Most of the members are friends or acquaintances of Cox, whose past businesses include a children's clothing store and antique shop. She said that when the long-running Emanuel Medical Center Auxiliary Thrift Shop closed in 2006, there was a need in the community.
"One of our goals was to keep the legacy of volunteering going after it closed," said board member Gail Ballas.
"We also felt this was something the community could really use after Emanuel's shop closed."
In the first year, the shop raised some $40,000. Donations have been growing, and in the past few years they've raised close to $70,000 annually.
A separate committee decides where the shop's proceeds will be donated. Donations range from $500 to $10,000, with the largest ever being a $15,000 gift to multi-agency charitable group Turlock Together.
Charities can apply for donations; the committee receives 30 to 40 applications each year.

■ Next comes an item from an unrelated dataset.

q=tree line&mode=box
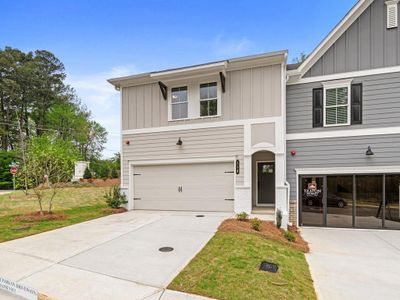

Groups can only receive one donation per year, and repeat annual giveaways are not guaranteed.
Cox said being an independent nonprofit allows them to respond quickly to groups in need and set its own guidelines.
"We tried to keep it very varied and different," she said. "So people in Hilmar could come here and not think, 'Oh, this is just a store that helps Turlock.' It was very important that people felt we were helping everyone. Also, it's been really fun to do. This is our passion."